Starting from cell \((1,1)\), elements grow by \(1\) and distance increases by \(3\) in each step.
The cells’ coordinates also have an obvious pattern: \(x \mod 3 = 1\) and \(y \mod 3 = 1\), and \(x+y\) equals the distance.
Each odd row dictates both the next odd row and also the next even row, and the rule continues successively, like a chain reaction.

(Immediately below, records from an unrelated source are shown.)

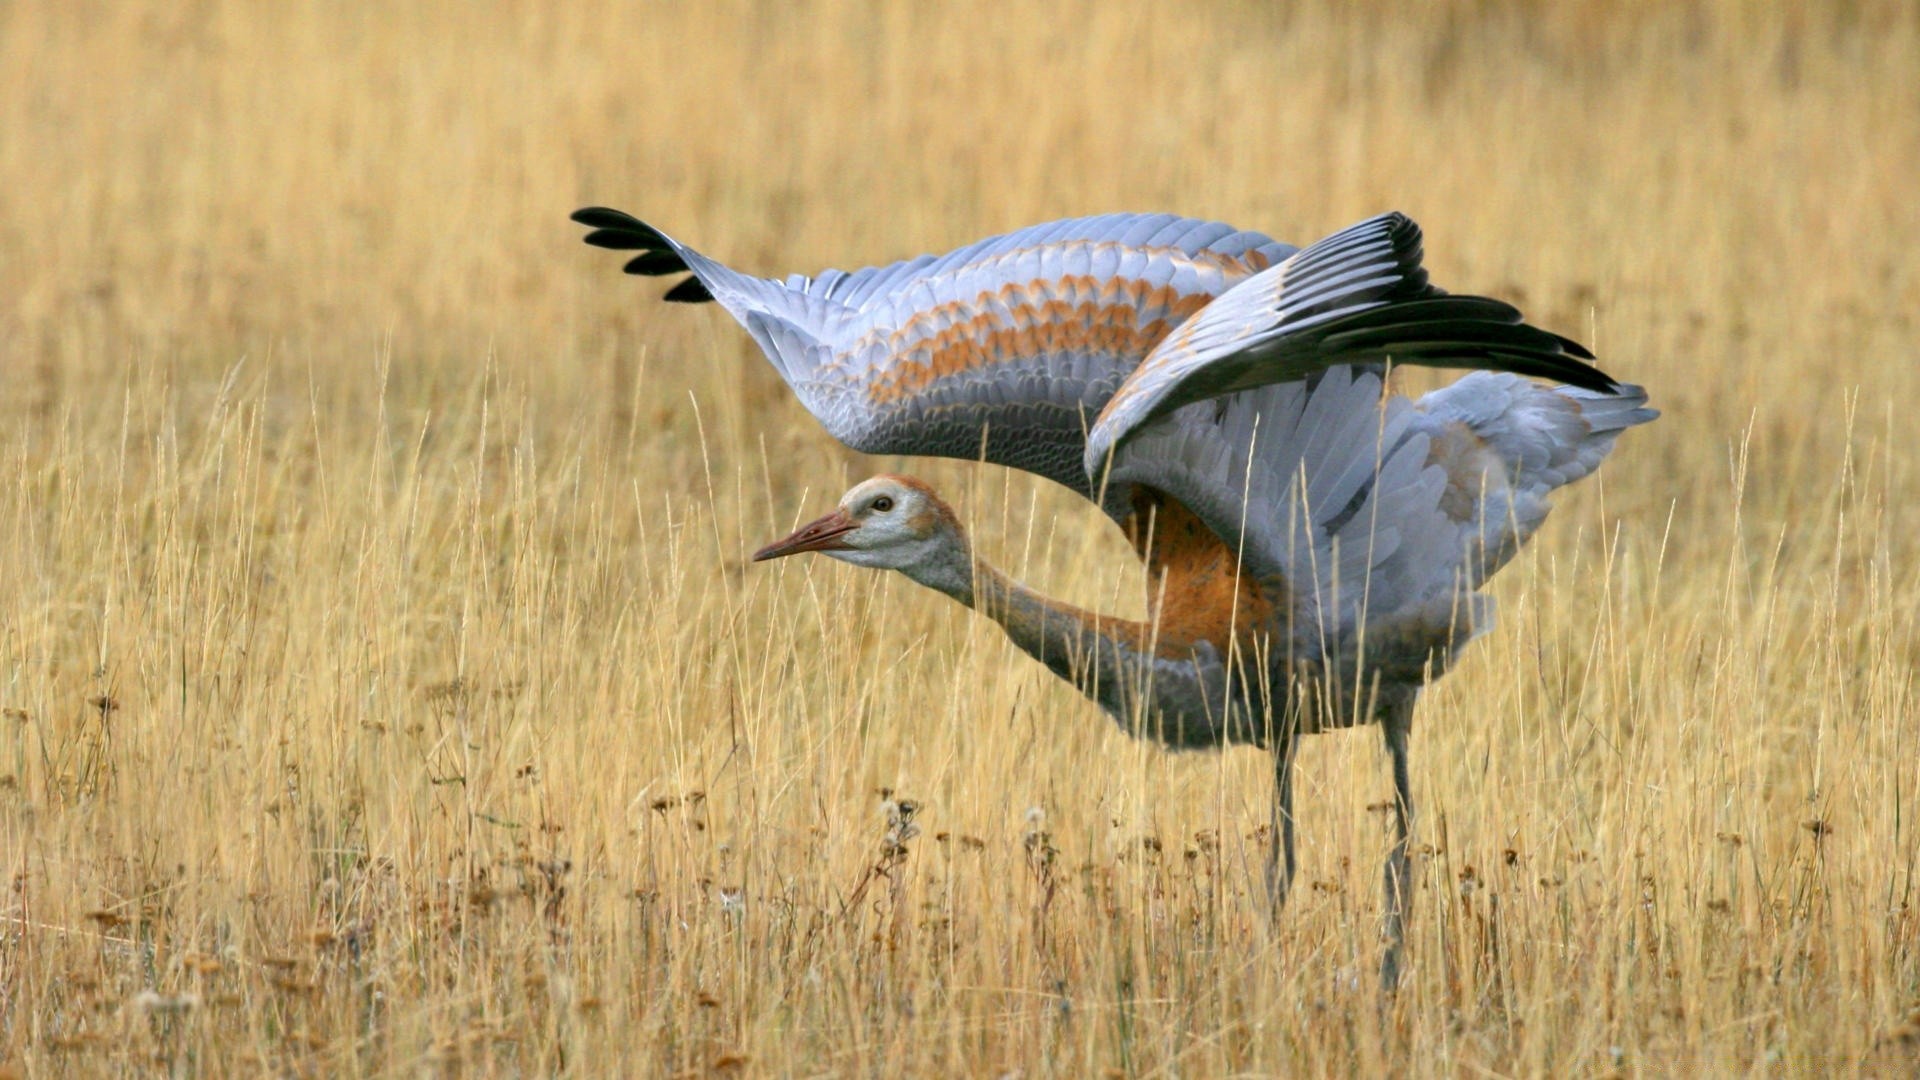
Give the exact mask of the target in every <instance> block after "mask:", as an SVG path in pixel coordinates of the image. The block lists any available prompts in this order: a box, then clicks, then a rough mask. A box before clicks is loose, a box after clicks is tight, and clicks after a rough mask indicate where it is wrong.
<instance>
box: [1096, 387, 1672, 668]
mask: <svg viewBox="0 0 1920 1080" xmlns="http://www.w3.org/2000/svg"><path fill="white" fill-rule="evenodd" d="M1645 402H1647V394H1645V390H1642V388H1640V386H1619V388H1617V390H1615V392H1611V394H1599V392H1594V390H1584V388H1576V386H1544V384H1538V382H1530V380H1526V379H1519V377H1513V375H1501V373H1486V371H1476V373H1473V375H1467V377H1465V379H1461V380H1459V382H1453V384H1452V386H1446V388H1442V390H1436V392H1432V394H1427V396H1425V398H1421V400H1419V402H1409V400H1407V398H1402V396H1384V386H1382V380H1380V377H1379V373H1375V371H1367V369H1354V367H1334V369H1331V371H1327V375H1325V377H1321V379H1319V380H1315V382H1311V384H1309V382H1281V384H1271V386H1261V388H1256V390H1246V392H1240V394H1233V396H1229V398H1221V400H1217V402H1200V404H1192V405H1185V407H1181V409H1175V411H1173V413H1171V415H1167V417H1164V419H1160V421H1156V423H1150V425H1146V427H1144V429H1142V430H1140V432H1139V436H1135V438H1129V440H1127V442H1123V444H1121V446H1119V450H1117V452H1116V454H1114V469H1112V480H1114V482H1116V484H1142V486H1148V488H1154V490H1158V492H1165V494H1167V496H1171V498H1173V500H1177V502H1179V503H1181V505H1185V507H1188V509H1190V511H1192V513H1194V515H1196V517H1200V521H1202V523H1204V525H1206V527H1208V528H1210V530H1213V532H1215V534H1217V536H1221V538H1223V540H1225V542H1227V544H1229V548H1231V550H1233V552H1235V555H1236V559H1238V563H1240V567H1242V569H1244V573H1246V575H1248V577H1252V578H1256V580H1261V582H1277V584H1279V586H1281V588H1275V590H1273V594H1275V596H1284V598H1286V600H1288V613H1286V619H1288V632H1290V638H1292V644H1290V651H1292V655H1294V657H1296V659H1317V661H1321V663H1325V665H1329V671H1331V669H1332V665H1348V663H1352V659H1354V657H1356V655H1359V651H1361V648H1363V651H1365V655H1367V663H1369V665H1371V667H1373V669H1377V671H1384V673H1386V675H1390V676H1396V678H1402V676H1404V678H1419V676H1421V669H1423V665H1425V663H1428V661H1430V659H1432V661H1438V663H1440V665H1442V667H1444V663H1446V659H1448V657H1450V655H1452V653H1453V651H1457V650H1459V648H1461V646H1465V644H1467V640H1469V638H1471V636H1473V634H1476V632H1480V630H1484V628H1486V626H1488V623H1490V621H1492V600H1488V598H1484V596H1478V594H1476V590H1478V588H1480V586H1482V584H1484V582H1486V578H1488V577H1490V575H1492V573H1494V571H1498V569H1500V567H1501V565H1505V561H1507V559H1511V557H1513V553H1515V552H1517V550H1519V548H1521V546H1523V544H1524V542H1526V540H1528V538H1530V536H1532V534H1534V530H1538V528H1540V525H1542V523H1544V521H1546V515H1548V509H1549V496H1551V494H1553V492H1555V490H1557V488H1561V486H1565V484H1571V482H1574V480H1580V479H1582V477H1586V475H1590V473H1592V471H1594V469H1597V467H1599V463H1601V459H1605V455H1607V454H1609V452H1611V450H1613V444H1615V440H1617V438H1619V434H1620V432H1622V430H1626V429H1630V427H1636V425H1644V423H1647V421H1651V419H1655V417H1657V415H1659V413H1657V411H1655V409H1649V407H1645Z"/></svg>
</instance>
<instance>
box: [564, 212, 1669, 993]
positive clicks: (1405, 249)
mask: <svg viewBox="0 0 1920 1080" xmlns="http://www.w3.org/2000/svg"><path fill="white" fill-rule="evenodd" d="M572 219H574V221H576V223H580V225H586V227H588V229H589V233H588V234H586V242H588V244H591V246H599V248H611V250H622V252H637V254H636V256H632V259H630V261H628V263H626V271H628V273H637V275H687V277H684V279H682V281H680V282H676V284H674V286H672V288H670V290H668V292H666V294H664V296H662V298H664V300H668V302H682V304H699V302H714V304H718V306H720V307H722V309H726V311H728V313H730V315H732V317H733V319H735V321H739V325H741V327H745V331H747V332H749V334H751V336H753V340H755V342H756V344H758V346H760V350H762V352H764V354H766V359H768V361H770V363H772V365H774V369H776V371H778V373H780V377H781V379H783V380H785V382H787V386H789V388H791V390H793V394H795V398H799V402H801V405H804V407H806V409H808V411H810V413H812V415H814V417H816V419H818V421H820V423H822V425H824V427H826V429H828V432H829V434H833V436H835V438H839V440H841V442H843V444H847V446H851V448H854V450H860V452H866V454H887V455H935V457H964V459H973V461H989V463H998V465H1008V467H1014V469H1023V471H1027V473H1035V475H1039V477H1044V479H1048V480H1054V482H1058V484H1064V486H1068V488H1071V490H1075V492H1079V494H1081V496H1085V498H1087V500H1091V502H1094V503H1096V505H1098V507H1100V509H1102V511H1104V513H1106V515H1108V517H1110V519H1112V521H1114V523H1116V525H1119V528H1121V530H1123V532H1125V536H1127V538H1129V542H1131V544H1133V548H1135V553H1137V555H1139V557H1140V559H1142V563H1144V565H1146V569H1148V605H1146V619H1140V621H1133V619H1116V617H1106V615H1098V613H1092V611H1083V609H1077V607H1071V605H1068V603H1062V601H1056V600H1050V598H1046V596H1043V594H1039V592H1035V590H1031V588H1027V586H1023V584H1020V582H1016V580H1014V578H1012V577H1008V575H1006V573H1002V571H998V569H996V567H993V565H991V563H989V561H985V559H983V557H979V553H977V552H975V550H973V544H972V540H970V538H968V532H966V528H964V527H962V523H960V517H958V515H956V513H954V509H952V507H950V505H948V503H947V502H945V500H943V498H941V496H939V494H937V492H935V490H933V488H931V486H927V484H925V482H922V480H916V479H912V477H902V475H879V477H872V479H868V480H862V482H858V484H854V486H852V488H851V490H849V492H847V494H845V496H843V498H841V500H839V503H837V505H835V509H833V511H831V513H828V515H824V517H820V519H816V521H810V523H806V525H803V527H801V528H797V530H795V532H793V534H789V536H785V538H781V540H776V542H772V544H766V546H764V548H760V550H758V552H755V553H753V559H755V561H766V559H778V557H787V555H799V553H803V552H818V553H824V555H829V557H833V559H839V561H845V563H852V565H856V567H872V569H889V571H899V573H902V575H906V577H908V578H910V580H914V582H918V584H922V586H925V588H931V590H935V592H941V594H945V596H948V598H952V600H956V601H960V603H962V605H966V607H970V609H973V611H977V613H981V615H985V617H987V619H993V621H995V623H998V625H1000V626H1002V628H1004V630H1006V634H1008V638H1010V640H1012V642H1014V646H1016V648H1020V650H1021V651H1025V653H1029V655H1031V657H1035V659H1037V661H1039V663H1043V665H1044V667H1046V669H1048V671H1052V673H1054V675H1058V676H1060V678H1064V680H1068V682H1069V684H1073V686H1075V688H1077V690H1079V692H1081V694H1083V696H1085V698H1089V700H1091V701H1092V703H1096V705H1098V707H1100V709H1102V711H1104V713H1108V715H1110V717H1112V719H1114V721H1117V723H1119V726H1121V728H1123V730H1127V732H1129V734H1133V736H1139V738H1148V740H1156V742H1160V744H1164V746H1169V748H1175V749H1200V748H1223V746H1229V744H1252V746H1260V748H1265V749H1267V751H1271V755H1273V811H1271V822H1269V832H1267V859H1265V892H1267V901H1269V903H1271V909H1273V911H1275V913H1277V911H1279V909H1281V905H1283V903H1284V899H1286V892H1288V888H1290V882H1292V874H1294V801H1292V771H1294V759H1296V751H1298V744H1300V738H1302V736H1308V734H1317V732H1329V730H1340V728H1354V726H1367V724H1379V726H1380V730H1382V732H1384V744H1386V753H1388V759H1390V767H1392V784H1394V801H1392V811H1394V836H1392V844H1390V847H1388V855H1386V863H1384V867H1382V890H1384V897H1382V913H1384V926H1382V938H1384V942H1386V947H1384V953H1382V959H1380V986H1382V990H1386V992H1392V990H1394V988H1396V986H1398V982H1400V970H1402V949H1404V938H1405V913H1407V907H1409V903H1411V896H1409V888H1411V869H1409V853H1407V846H1409V836H1411V828H1413V792H1411V780H1409V769H1407V757H1409V740H1411V730H1413V707H1415V700H1417V698H1419V694H1421V692H1423V690H1425V688H1427V686H1428V684H1432V680H1434V678H1438V676H1442V675H1444V673H1446V671H1448V667H1450V665H1452V663H1453V661H1455V657H1457V655H1459V653H1461V650H1463V648H1465V646H1467V642H1471V640H1473V638H1475V636H1478V634H1482V632H1484V630H1486V628H1488V625H1490V621H1492V598H1488V596H1484V594H1482V592H1480V588H1482V586H1484V582H1486V580H1488V577H1490V575H1492V573H1494V571H1498V569H1500V567H1501V565H1505V563H1507V561H1509V559H1511V557H1513V555H1515V552H1517V550H1519V548H1521V546H1523V544H1524V542H1526V540H1528V538H1530V536H1532V534H1534V532H1536V530H1538V528H1540V525H1542V523H1544V521H1546V515H1548V509H1549V496H1551V492H1553V490H1557V488H1561V486H1565V484H1571V482H1574V480H1580V479H1582V477H1586V475H1590V473H1594V469H1597V467H1599V463H1601V459H1603V457H1607V454H1609V452H1611V450H1613V444H1615V440H1617V436H1619V434H1620V432H1622V430H1626V429H1630V427H1636V425H1642V423H1647V421H1651V419H1655V417H1657V415H1659V413H1657V411H1655V409H1649V407H1645V405H1647V394H1645V390H1644V388H1642V386H1634V384H1626V382H1617V380H1615V379H1611V377H1609V375H1605V373H1603V371H1601V369H1599V367H1596V365H1592V363H1590V361H1594V354H1592V352H1588V350H1586V348H1584V346H1580V344H1578V342H1574V340H1571V338H1565V336H1561V334H1555V332H1551V331H1544V329H1540V327H1534V325H1530V323H1526V321H1523V317H1521V313H1519V309H1515V307H1513V306H1509V304H1505V302H1501V300H1494V298H1484V296H1465V294H1450V292H1444V290H1440V288H1438V286H1434V284H1430V282H1428V275H1427V269H1425V265H1423V256H1425V252H1423V233H1421V227H1419V225H1415V223H1413V221H1411V219H1409V217H1405V215H1404V213H1380V215H1377V217H1369V219H1365V221H1359V223H1356V225H1350V227H1346V229H1340V231H1336V233H1332V234H1329V236H1325V238H1323V240H1317V242H1313V244H1308V246H1304V248H1296V246H1292V244H1284V242H1279V240H1273V238H1269V236H1263V234H1260V233H1252V231H1240V229H1235V227H1229V225H1223V223H1213V221H1200V219H1190V217H1179V215H1169V213H1110V215H1098V217H1077V219H1066V221H1054V223H1046V225H1035V227H1029V229H1020V231H1014V233H1006V234H1000V236H991V238H985V240H979V242H973V244H968V246H962V248H958V250H952V252H948V254H945V256H920V258H914V259H906V261H897V263H891V265H883V267H868V269H858V271H851V273H847V271H833V269H829V271H824V273H818V275H812V277H806V275H791V277H785V279H762V277H753V275H747V273H739V271H735V269H730V267H726V265H722V263H720V261H716V259H710V258H707V256H703V254H699V252H695V250H693V248H689V246H685V244H682V242H678V240H674V238H670V236H668V234H664V233H660V231H659V229H655V227H651V225H645V223H641V221H639V219H636V217H632V215H628V213H622V211H616V209H609V208H586V209H580V211H576V213H574V215H572ZM1396 365H1421V367H1453V369H1469V373H1467V375H1465V377H1461V379H1457V380H1455V382H1452V384H1448V386H1442V388H1438V390H1432V392H1428V394H1425V396H1421V398H1407V396H1404V394H1398V392H1394V390H1392V388H1390V386H1388V375H1390V369H1392V367H1396ZM1536 379H1544V380H1548V382H1538V380H1536Z"/></svg>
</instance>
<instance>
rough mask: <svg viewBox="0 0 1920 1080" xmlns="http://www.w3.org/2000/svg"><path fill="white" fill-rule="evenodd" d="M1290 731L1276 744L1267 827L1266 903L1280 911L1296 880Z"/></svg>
mask: <svg viewBox="0 0 1920 1080" xmlns="http://www.w3.org/2000/svg"><path fill="white" fill-rule="evenodd" d="M1296 746H1298V740H1296V738H1292V732H1288V734H1286V736H1284V738H1283V740H1281V742H1279V744H1277V746H1275V748H1273V821H1271V824H1269V828H1267V907H1269V909H1271V911H1273V915H1279V913H1281V909H1283V907H1286V890H1288V888H1290V886H1292V884H1294V748H1296Z"/></svg>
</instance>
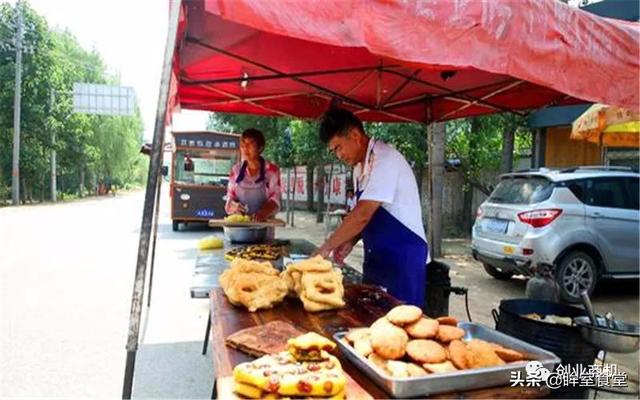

The even rows have the following properties:

The even rows have a distance increasing by \(1\) from the preceding odd row, and like the odd rows, their distance also increases by \(3\) in each step.
Each odd row cell, that is, a bottom-left cell, \((x,y)\), produces two or three cells in the next even row with the same distance:
- One along the \(y\) axis, \((x,y+1)\) and one along the \(x\) axis, \((x+1,y)\).
- If \(y-2>0\), that is, the top-right cell of the table immediately below \((x+1,y-2)\).
- Note here, the top-right cell in the table immediately below, if it exists, comes next to \((x,y+1)\), according to the order dictated by the problem statement.
The cell coordinates follow this pattern: \(x\) and \(y\) are congruent to either \(1\) or \(2\) modulo \(3\).

Solution

Precompute the table described in the preceding section using the rules described there up to a reasonable limit, covering the maximum number of guests.
Keep track of the next type \(0\) cell and type \(1\) cell separately in two variables. Initialize both to \((1,1)\).
After that, for each incoming guest, find out a seat from the precomputed table using the following rules:
- For type \(1\) guests, simply move to the next element in the precomputed list.
- For type \(0\) guests, move to the next bottom-left cell, by checking \(x \mod 3 = 1\) and \(y \mod 3 = 1\).
- When updating the next type \(1\) cell take care of the following:
  - If the next type \(1\) cell is a bottom-left one and the next type \(0\) cell is already past that, then the cell has already been occupied by a type \(0\) guest. Skip the cell and move to the next in these cases.
  - Check if the next type \(1\) cell went past the next type \(0\) cell. If it did, move the next type \(0\) cell to the next table after \(1\).